HMRC has increased its focus on the tax affairs of high net worth and affluent individuals. While its high net worth unit set up in 2009 brought in £200 million of revenue that would otherwise have been lost in 2011-12, there are still 41,000 open avoidance cases relating to marketed schemes used by individuals and small businesses, and HMRC has yet to demonstrate how this number will be reduced.

The large number of users of mass-marketed schemes presents a challenge to HMRC. It has identified around 30,000 users of 'partnership loss' schemes and disguised remuneration schemes. It has sought to tackle such schemes by litigating a few 'lead cases' to demonstrate to other users that the scheme will not succeed in the courts. While HMRC has a good success rate when it litigates, its investigations can take many years to resolve and it cannot always successfully apply the rulings in lead cases to other cases.

HMRC has an anti-avoidance strategy, but does not monitor its costs and has not yet identified how it will evaluate its effectiveness. This limits its ability to make informed decisions about where to direct its avoidance activity.

Amyas Morse, head of the National Audit Office, said today:

"HMRC must push harder to find an effective way to tackle the promoters and users of the most aggressive tax avoidance schemes. Though its disclosure regime has helped to change the market, it has had little impact on the persistent use of highly contrived schemes which deprives the public purse of billions of pounds.

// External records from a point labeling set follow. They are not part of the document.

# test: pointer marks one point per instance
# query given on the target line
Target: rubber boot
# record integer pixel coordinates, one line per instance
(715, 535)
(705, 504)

"It is inherently difficult to stop tax avoidance as it is not illegal. But HMRC needs to demonstrate how it is going to reduce the 41,000 avoidance cases it currently has open."

Notes for Editors

  1. HMRC describes tax avoidance as 'using the tax law to get a tax advantage that Parliament never intended'. Unlike tax evasion which involves fraud or deliberate concealment, tax avoidance is legal. However, it often involves contrived artificial transactions that serve little or no purpose other than to produce a tax advantage.
  2. HMRC has a strategy to prevent, detect and counter-act avoidance. An important part of this strategy is a disclosure regime, known as DOTAS (Disclosure of Tax Avoidance Schemes). This regime requires those that design and sell certain types of tax avoidance scheme (the 'promoters') to tell HMRC about each new scheme they introduce.
  3. Not all tax avoidance needs to be disclosed under DOTAS. Initially, HMRC required the disclosure of only two types of scheme which it judged to be particularly high risk. DOTAS has been expanded over time to include more taxes and more types of avoidance.
  4. Partnership loss schemes - A partnership is set up, which makes a loss. The participants in the partnership use the loss to shelter their other income from tax. The loss created is in excess of the amount invested by the participants. This is achieved by artificially inflating the loss, for example by using loans which are circular, or deferred expenditure, which is never incurred.
  5. Press notices and reports are available from the date of publication on the NAO website, which is at www.nao.org.uk. Hard copies can be obtained from The Stationery Office on 0845 702 3474.
  6. The National Audit Office scrutinizes public spending for Parliament and is independent of government. The Comptroller and Auditor General (C&AG), Amyas Morse, is an Officer of the House of Commons and leads the NAO, which employs some 860 staff. The C&AG certifies the accounts of all government departments and many other public sector bodies. He has statutory authority to examine and report to Parliament on whether departments and the bodies they fund have used their resources efficiently, effectively, and with economy.